Attacking the media for raising questions about global warning only exemplifies how green orthodoxy is stifling legitimate discussion

The media likes clear distinctions — good news or bad news, sunny or rainy — but not the vast grey chasm in between. This is arguably why it failed to spot the scale of the financial crisis. Because until things went horribly wrong there wasn’t a story.

But the other reason journalists didn’t alert their readers before last year’s economic crash is because it’s not the job of the media to take a view that no one else is taking. In other words: if politicians, bankers and economists did not see it coming, then why should the media?

A similar thing is happening with global warming. The political and media drumbeat is incessant. According to Gordon Brown humanity now has about 30 days to save itself, which is clearly a ridiculous claim.

And there are far more important health problems facing the world than climate change. However, this kind of apocalyptic language is now standard, but when it is challenged the proponents of emission reduction point to science for their answers.

Their ranks have been swelled by an increasing number of organisations, both public and private, with a vested interest in the science pointing in one direction only. Interestingly, one of those firms, Grimshaw, has just landed the job of masterplanning the highly controversial expansion of Heathrow airport, putting it in the front line for environmental protesters.

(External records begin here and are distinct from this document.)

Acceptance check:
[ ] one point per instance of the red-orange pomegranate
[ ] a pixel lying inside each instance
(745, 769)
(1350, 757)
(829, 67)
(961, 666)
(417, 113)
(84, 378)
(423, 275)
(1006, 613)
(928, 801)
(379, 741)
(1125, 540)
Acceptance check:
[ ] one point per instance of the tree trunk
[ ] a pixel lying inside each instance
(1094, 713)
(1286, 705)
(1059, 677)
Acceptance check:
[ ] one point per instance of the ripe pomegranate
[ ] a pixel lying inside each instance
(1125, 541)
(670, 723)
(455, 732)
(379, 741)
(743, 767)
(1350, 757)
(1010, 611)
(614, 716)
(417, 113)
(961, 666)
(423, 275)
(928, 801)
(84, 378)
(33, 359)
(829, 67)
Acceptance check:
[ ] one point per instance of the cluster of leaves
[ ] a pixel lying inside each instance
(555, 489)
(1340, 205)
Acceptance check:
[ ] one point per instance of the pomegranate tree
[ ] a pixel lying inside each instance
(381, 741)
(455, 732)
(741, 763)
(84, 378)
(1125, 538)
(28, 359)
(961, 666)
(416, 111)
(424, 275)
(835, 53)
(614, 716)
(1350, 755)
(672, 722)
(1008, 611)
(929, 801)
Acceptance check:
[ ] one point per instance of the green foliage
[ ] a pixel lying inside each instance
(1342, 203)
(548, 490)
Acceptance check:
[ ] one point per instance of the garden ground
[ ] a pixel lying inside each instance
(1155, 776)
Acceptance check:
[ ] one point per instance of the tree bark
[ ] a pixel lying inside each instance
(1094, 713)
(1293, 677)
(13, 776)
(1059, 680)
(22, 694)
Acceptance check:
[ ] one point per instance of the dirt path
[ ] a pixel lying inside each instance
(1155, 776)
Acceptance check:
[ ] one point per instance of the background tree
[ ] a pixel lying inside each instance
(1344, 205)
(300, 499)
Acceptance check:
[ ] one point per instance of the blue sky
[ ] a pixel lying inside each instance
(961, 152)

But despite the outcry of, among others, the Green Building Council (see letter on bdonline.co.uk) the science is far from settled, and reliable forecasts of future climate are proving elusive.

It may well be that human CO2 activity is a significant factor in global warming, but there are also other reasons, like population growth and a huge number of other independent factors that are making the earth warmer, although these are rarely given much credence — and the scientists involved in genuine research in this field have been refused platforms because they dare question the climate change orthodoxy.

It may be too that the sensible approach is to take action now, because the risks of doing nothing outstrip the risks of doing something — although again what that “something” should be is debatable.

Is the best course of action putting a cap on emissions for countries like China and India, which would jeopardise their economic growth, or should we be adapting to climate change and using our energies and money in better preparing for the impact of events such as flooding and drought? And who is going to pay?

Again, it is hard to have this debate without being labelled a climate change “denier”. The very word, with its implicit reference to the Holocaust, is deliberately offensive, but a free press means that journalists should be allowed to raise these questions and BD has no intention of staying silent just because of the “baying mob of outrage” coming after it.

It’s no surprise that the green lobby insists the debate is over, but it’s not, and the more people try and suppress it, the more difficult it is to have a reasoned and consensual approach, which is surely needed if the right policies are to be agreed now, and in the future.